だって「バカンス」ってとても素敵な響きではありませんか?太陽が照っていて、波がざぶ~ん、とか、山が青々としているとか、空気が澄んでいて、心身ともにリラックス!みたいな。
でも実情は必ずしもそうでない。特に、家庭にいる女性にとっては。
フランスのバカンス、家族持ちの場合は、どちらかの実家の家族と一緒に過ごすことが多いのです。費用的にも助けてもらうことが多いのだと思う。また、たとえバカンス期間どっぷり一緒でなくても、実家に丸っきり顔を見せないとヒンシュクみたいな風潮はある。日本のお盆と若干似ています。
彼の実家とバカンス?そんなの、「嫁」にとってはちっともバカンスではないのです。

私も、少しは覚悟して来ましたが、いざ、海の家に到着し、薔薇とダリヤが美しく咲き誇る庭で、義母、義父、義理叔母らがシックに着崩した夏の装いでアペリティフしているのを目にしたとき、走馬灯のように、去年、そしておととしの、そして先一昨年のバカンスが思い出されました。

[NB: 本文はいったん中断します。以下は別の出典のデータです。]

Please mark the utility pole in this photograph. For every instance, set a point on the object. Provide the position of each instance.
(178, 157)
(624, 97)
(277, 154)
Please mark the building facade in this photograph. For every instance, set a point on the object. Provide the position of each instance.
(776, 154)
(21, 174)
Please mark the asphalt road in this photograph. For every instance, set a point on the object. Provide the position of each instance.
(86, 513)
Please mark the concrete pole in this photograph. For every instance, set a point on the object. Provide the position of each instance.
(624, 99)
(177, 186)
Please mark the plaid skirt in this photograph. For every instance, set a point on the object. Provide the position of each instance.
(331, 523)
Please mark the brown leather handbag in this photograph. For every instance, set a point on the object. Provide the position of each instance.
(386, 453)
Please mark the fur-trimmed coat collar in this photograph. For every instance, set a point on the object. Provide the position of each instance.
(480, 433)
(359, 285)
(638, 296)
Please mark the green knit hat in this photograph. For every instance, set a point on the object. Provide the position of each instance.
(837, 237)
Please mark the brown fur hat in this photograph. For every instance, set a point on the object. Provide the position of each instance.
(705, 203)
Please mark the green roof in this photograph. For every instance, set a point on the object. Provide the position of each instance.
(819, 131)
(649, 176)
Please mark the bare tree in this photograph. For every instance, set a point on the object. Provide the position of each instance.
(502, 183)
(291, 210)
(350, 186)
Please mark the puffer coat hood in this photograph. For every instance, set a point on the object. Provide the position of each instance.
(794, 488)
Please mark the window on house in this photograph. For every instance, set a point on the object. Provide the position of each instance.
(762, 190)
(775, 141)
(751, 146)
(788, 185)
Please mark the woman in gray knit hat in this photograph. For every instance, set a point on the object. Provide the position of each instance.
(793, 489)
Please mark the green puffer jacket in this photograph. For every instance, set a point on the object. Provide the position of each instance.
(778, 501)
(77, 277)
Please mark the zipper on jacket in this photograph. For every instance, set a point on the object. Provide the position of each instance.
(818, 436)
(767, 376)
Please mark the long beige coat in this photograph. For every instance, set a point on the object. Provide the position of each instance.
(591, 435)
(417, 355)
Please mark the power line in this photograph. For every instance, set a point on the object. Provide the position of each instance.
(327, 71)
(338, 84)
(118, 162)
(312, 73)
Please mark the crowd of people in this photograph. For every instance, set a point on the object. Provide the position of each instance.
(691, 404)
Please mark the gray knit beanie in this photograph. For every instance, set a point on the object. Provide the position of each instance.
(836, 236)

地元の名士という自負から、毎夏、義母は社交バタフライとなります。家でも、浜辺でも、魚屋でも社交です。もちろん、私達は来客がある度に駆り出されます。社交の場では、子猿達が静かにしているようにと、私は日本語で脅し(静かにしないと怒るよ!)と賄賂(チョコあげるから静かにしなさい)そしてネゴ(じゃ飴もつけて)の応酬をささやき、それでも子猿らがちょっと羽目を外すと冷ややかな目で睨まれる。
会話のトピックは得てして彼らの共通の知人の話や昔話中心なので、正直興味ないのですが、退屈していることを悟られないように微笑んだり合いの手を入れたりする。中座して本でも読みたいけれど、それは失礼な感じだしと同席するアペリティフや食後コーヒータイムが長く感じられること!
肝心な食事は子供達は別途食べさせる(よって私は二度手間)、話も詰まらないからワインでも呑んで陽気にしていたいけれど、男性陣(夫か義父)に注いでもらうのを待つしかない。
あぁ!
これを一サイクルしたところで、私の心は分厚い雲で覆われていて、開放感なんてとんでもない、どちらかといえば、とてつもない閉塞感に襲われているのです。

完全に愚痴になってますね。ごめんなさい!一旦切りましょう。